Going forward there will be several issues that remain to be addressed with regards to clinical application of viroimmunotherapy. First, viral delivery remains a thorny issue for some viruses. Vaccinia and reovirus are good viruses for systemic delivery; however, the doses required to achieve systemic tumor replication are quite high and near the limits of production capacity. While we have argued the case for intratumoral delivery, it is both expensive and inconvenient. Therefore, strategies for effective targeting or evasion from systemic immunity remain relevant for maximizing the ability to apply virotherapy for patient care, particularly for patients with advanced lung cancer. The use of cellular carriers of MV is already entering clinical testing for ovarian cancer [37]. The results of these studies and several other ongoing efforts to develop strategies for systemic administration of oncolytic viruses are eagerly awaited.

Another major issue is the complex interaction between the host, tumor, and pathogen which can have a drastic impact on outcomes. It is clear that some tumors are exquisitely sensitive to viral replication and others are not. Similarly, it is likely that some tumors are very sensitive to immune therapy while others are not, and there is likely to be significant overlap between the viral-sensitive and the immune therapy-sensitive tumors. For combination studies, the effects of immune stimulation on viral replication may be deleterious for the viral-sensitive type of tumors. Therefore, careful experiments to understand the optimal timing of immune therapy in the context of oncolytic virotherapy will be important. Moreover, given the substantial differences in immunity and tumors between mouse and human, it will be paramount to study the changes in the tumor microenvironment before and after virotherapy during clinical testing. Careful design of clinical trials with the goal of understanding treatment response and resistance will guide the development of the next generation of viral vectors and better deployment of the ones we already have.

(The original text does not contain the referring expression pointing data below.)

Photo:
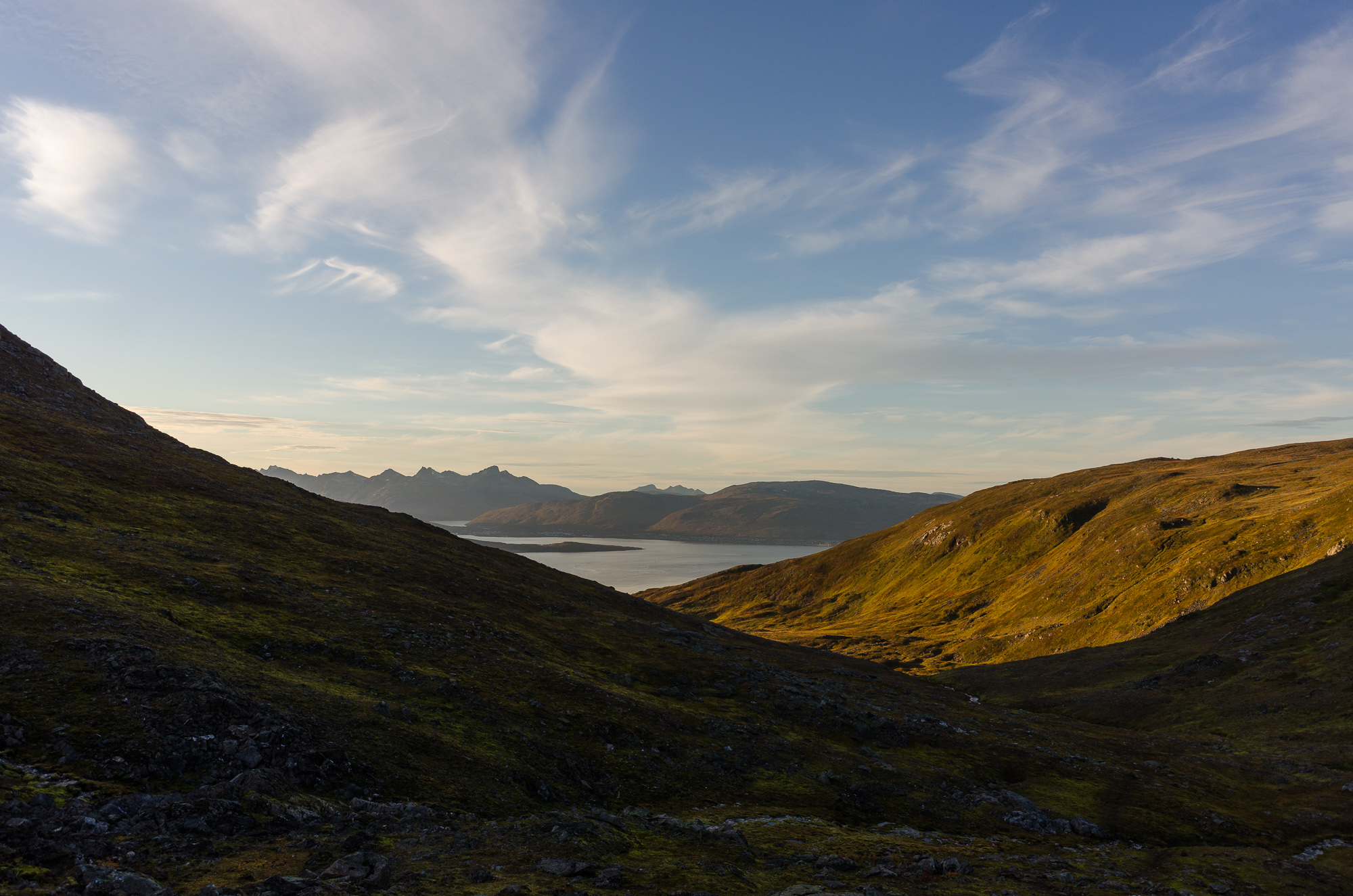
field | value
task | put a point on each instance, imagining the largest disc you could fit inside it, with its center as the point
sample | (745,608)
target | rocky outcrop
(430,494)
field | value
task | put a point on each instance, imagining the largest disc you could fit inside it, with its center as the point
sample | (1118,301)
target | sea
(657,565)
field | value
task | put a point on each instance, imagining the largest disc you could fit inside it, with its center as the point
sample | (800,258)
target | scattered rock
(562,866)
(369,869)
(835,864)
(108,880)
(611,877)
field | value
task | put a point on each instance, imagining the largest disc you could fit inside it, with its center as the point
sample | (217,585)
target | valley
(1047,566)
(212,678)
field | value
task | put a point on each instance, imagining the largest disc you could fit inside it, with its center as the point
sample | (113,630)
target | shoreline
(639,536)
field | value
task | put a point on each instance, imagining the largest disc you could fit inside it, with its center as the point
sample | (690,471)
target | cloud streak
(82,168)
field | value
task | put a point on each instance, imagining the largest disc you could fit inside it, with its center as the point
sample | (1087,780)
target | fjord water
(658,563)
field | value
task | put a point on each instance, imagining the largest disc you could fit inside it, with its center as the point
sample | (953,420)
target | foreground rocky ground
(210,678)
(250,836)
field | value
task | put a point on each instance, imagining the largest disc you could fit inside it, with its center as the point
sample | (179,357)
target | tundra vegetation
(213,681)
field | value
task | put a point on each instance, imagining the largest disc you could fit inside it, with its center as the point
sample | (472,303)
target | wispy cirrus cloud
(451,143)
(841,206)
(1306,423)
(81,168)
(334,274)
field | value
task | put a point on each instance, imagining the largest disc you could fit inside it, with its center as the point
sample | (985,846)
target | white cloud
(323,275)
(435,133)
(82,168)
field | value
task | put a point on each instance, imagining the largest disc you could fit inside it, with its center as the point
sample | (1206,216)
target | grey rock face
(99,880)
(367,869)
(562,866)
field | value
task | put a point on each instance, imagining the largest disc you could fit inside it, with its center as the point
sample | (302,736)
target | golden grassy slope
(1044,566)
(156,594)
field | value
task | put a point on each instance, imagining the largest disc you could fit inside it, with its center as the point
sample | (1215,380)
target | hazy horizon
(914,245)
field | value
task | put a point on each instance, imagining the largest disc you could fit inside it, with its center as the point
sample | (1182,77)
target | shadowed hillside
(794,512)
(1270,661)
(430,494)
(1044,566)
(213,678)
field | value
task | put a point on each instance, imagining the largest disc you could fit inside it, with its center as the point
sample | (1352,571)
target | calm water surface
(658,563)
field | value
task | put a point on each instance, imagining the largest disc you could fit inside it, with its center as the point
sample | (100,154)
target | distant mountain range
(668,490)
(798,512)
(1045,566)
(430,494)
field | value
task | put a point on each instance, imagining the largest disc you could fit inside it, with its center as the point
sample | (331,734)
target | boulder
(835,862)
(611,877)
(99,880)
(564,866)
(367,869)
(285,885)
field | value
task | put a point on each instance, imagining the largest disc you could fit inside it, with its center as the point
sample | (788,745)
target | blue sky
(911,245)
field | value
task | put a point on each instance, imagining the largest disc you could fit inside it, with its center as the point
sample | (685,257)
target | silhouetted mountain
(653,489)
(798,512)
(1044,566)
(430,494)
(216,682)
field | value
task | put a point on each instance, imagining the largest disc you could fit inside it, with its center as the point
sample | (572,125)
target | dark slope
(174,621)
(1045,566)
(795,512)
(802,511)
(430,494)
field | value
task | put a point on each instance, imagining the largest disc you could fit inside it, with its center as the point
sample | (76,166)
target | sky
(923,245)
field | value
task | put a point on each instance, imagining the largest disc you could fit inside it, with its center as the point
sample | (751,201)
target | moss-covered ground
(175,624)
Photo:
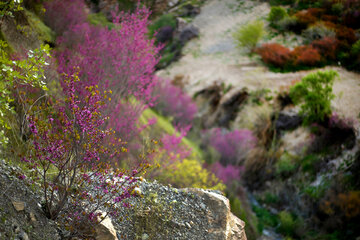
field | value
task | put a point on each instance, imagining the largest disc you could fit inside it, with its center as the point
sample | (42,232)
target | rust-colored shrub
(342,204)
(326,47)
(309,16)
(329,24)
(306,56)
(346,36)
(274,54)
(330,18)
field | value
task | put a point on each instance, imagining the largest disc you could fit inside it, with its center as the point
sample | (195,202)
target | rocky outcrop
(168,213)
(219,109)
(159,212)
(221,216)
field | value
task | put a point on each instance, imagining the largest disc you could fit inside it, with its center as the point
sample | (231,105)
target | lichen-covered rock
(168,213)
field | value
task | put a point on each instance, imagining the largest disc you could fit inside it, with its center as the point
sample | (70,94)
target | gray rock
(188,33)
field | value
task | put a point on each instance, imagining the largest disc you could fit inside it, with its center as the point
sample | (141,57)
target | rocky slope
(213,57)
(159,212)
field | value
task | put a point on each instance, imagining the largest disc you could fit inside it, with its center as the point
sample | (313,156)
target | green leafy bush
(316,32)
(276,14)
(249,35)
(314,95)
(14,73)
(355,48)
(288,224)
(162,21)
(190,173)
(285,165)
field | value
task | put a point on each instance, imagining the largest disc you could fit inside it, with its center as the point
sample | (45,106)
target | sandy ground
(214,57)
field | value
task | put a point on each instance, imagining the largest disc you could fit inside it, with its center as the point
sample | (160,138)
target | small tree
(314,93)
(249,35)
(69,157)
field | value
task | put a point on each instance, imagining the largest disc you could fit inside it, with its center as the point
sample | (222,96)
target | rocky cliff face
(159,212)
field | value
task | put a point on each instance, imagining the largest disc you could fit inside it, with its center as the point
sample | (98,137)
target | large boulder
(168,213)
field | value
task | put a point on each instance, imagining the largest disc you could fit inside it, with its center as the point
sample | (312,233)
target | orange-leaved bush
(306,56)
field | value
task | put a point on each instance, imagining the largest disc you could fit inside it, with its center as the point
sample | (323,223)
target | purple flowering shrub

There is no question that we have entered a new and exciting phase of development of oncolytic viruses as an immunotherapy for cancer. The ability of viruses to be directly cytotoxic to cancer cells offers a distinct advantage over other immune therapy strategies that rely on indirect immune stimulation. Unlike other therapies for thoracic cancers, immune therapy with checkpoint blockade has not only been generally well-tolerated, but also tantalizing in the offer of durability of response. Currently, there is an intense effort at finding effective combinations of checkpoint blockade with other immune therapy with the hopes of increasing the response rate such that the majority of patients can receive the durable benefit that so far only applies to 15%–30% of the patient population. Preclinical data with oncolytic virotherapy suggest that viruses can play an important role as an immunotherapy in their own right, but also in combination with checkpoint blockade. The time has come for clinical testing for thoracic cancers and results of upcoming early-phase trials are eagerly awaited.